It was 10 years later on the same course, so there was a romance to it. I shot 69 on Saturday and called my mom. She said Dad wouldn't last much longer. I went out Sunday to win it for him. But I had built this huge mountain, too big to climb. I shot a 79. I played with [eventual champion] Fuzzy Zoeller. I won't say hostile, but the crowd was for him. I felt I was letting my dad down, I wanted it so badly. He died one or two weeks later.

Did you two grow closer in the months leading up to his death?
My dad opened up like I'd never seen. He told stories about being a young man — 19, 20 — in the Depression. How he left Oklahoma for Seattle with the clothes on his back and hopped trains, knocked on doors, worked mines, walked ridge lines. He called it "being a bum." He was with two other young guys. Lord knows what they went through; people look to hurt young kids.
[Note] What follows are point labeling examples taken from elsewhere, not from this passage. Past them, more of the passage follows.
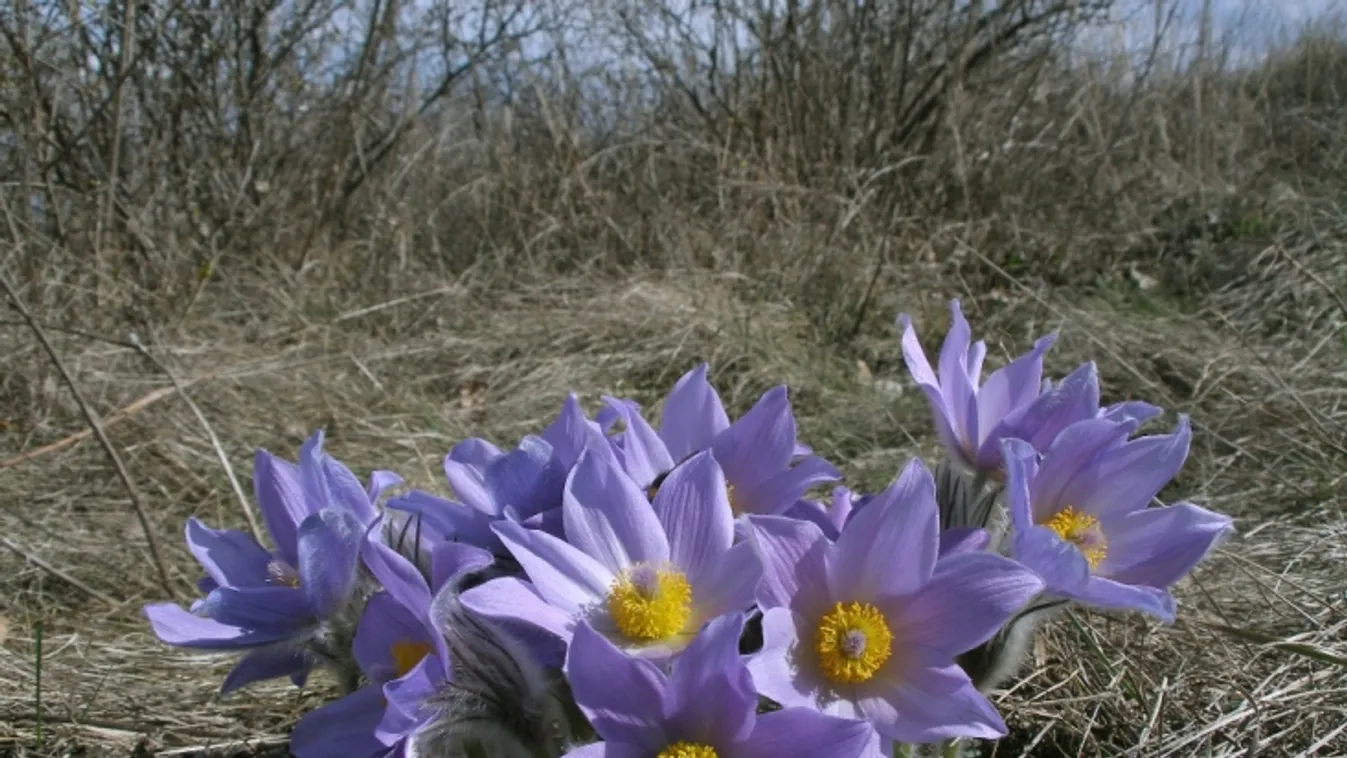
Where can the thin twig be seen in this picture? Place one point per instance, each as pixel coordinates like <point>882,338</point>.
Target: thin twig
<point>210,432</point>
<point>35,560</point>
<point>120,415</point>
<point>96,424</point>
Ask yourself, "Could I set out with nothing in my pocket — no money, no car, no cell phone — and make it from Oklahoma to Seattle?" It's amazing what his generation endured.

I couldn't find this golf course without the GPS.
That's my point. We're soft today.

Was your dad in your thoughts at Medinah?
Absolutely. I hadn't won since 1985. From '86-'89 I played horrible, distracted golf. I'd started a design company. I put golf second. So in the winter of '89, I said to myself, "You're approaching 45. Let's make 1990 special. The time is now." My game was fine, but my mind was confused. I'd forgotten how to think like a winner. Good things started happening. Quality shots. Better focus. Two weeks before Medinah, I had a dream that I won. Again, there are no coincidences.